The only thing certain in life: Death, taxes, and referees seemingly missing the block/charge call. Although the rule was just recently changed this past summer, the NCAA rules committee is proposing yet another change to the block/charge rule. This time, it’s essentially a step backwards in order to “make this play easier to coach and officiate.” The whole theory behind the change made to the calling of that play last season was to encourage and allow more creativity and freedom for the offensive player when driving to the basket. The new rule attempted to eliminate the defensive tactic of sliding in at the last minute on a driving player to draw a charge.
This past season, the number of block/charge calls diminished due to the rule change, which was initially made in order to avoid as many collisions underneath the basket. In the season that just concluded, a secondary defender had to be in legal guarding position before the offensive player initiated his move to shoot in order to draw a charge.
The new proposal states that a defender does not have to be established until the offensive player left the floor to pass or shoot. The goal of opening up the college game a bit more, and increasing scoring– which had been down in recent years, was aided by the new block/charge rules from last year.
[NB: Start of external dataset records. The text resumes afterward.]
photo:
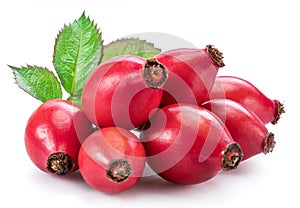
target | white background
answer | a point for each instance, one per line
(260, 41)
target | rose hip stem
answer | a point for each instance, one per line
(244, 126)
(53, 136)
(112, 160)
(187, 144)
(123, 91)
(191, 72)
(245, 93)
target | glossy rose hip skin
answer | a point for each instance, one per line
(244, 126)
(192, 73)
(245, 93)
(53, 136)
(112, 160)
(187, 144)
(123, 91)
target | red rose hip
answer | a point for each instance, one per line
(192, 73)
(245, 93)
(123, 91)
(244, 126)
(187, 144)
(53, 136)
(112, 160)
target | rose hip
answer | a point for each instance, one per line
(187, 144)
(112, 160)
(245, 93)
(192, 73)
(123, 91)
(244, 126)
(53, 136)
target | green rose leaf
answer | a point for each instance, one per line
(38, 82)
(77, 51)
(132, 46)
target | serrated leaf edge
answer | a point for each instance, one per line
(31, 66)
(56, 40)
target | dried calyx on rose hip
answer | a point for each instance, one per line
(123, 91)
(192, 73)
(187, 144)
(244, 126)
(245, 93)
(53, 136)
(112, 160)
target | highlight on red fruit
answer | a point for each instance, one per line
(192, 73)
(187, 144)
(123, 91)
(53, 136)
(245, 93)
(112, 160)
(244, 126)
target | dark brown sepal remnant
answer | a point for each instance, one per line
(231, 156)
(154, 73)
(118, 170)
(280, 110)
(216, 55)
(59, 163)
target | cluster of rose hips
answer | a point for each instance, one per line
(192, 123)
Scoring was up nearly 4 ppg in just one season with the new rules, which also included calling the hand-checks more closely.
For teams who play with a mentality to drive the ball to the basket (aka teams like John Calipari’s in many seasons, especially when utilizing the Dribble-Drive), the proposed rule change back to the old ways would not be ideal.
Although the rule is not final, we will know by June 25th whether or not the NCAA Playing Rules Oversight panel gives it the thumbs up.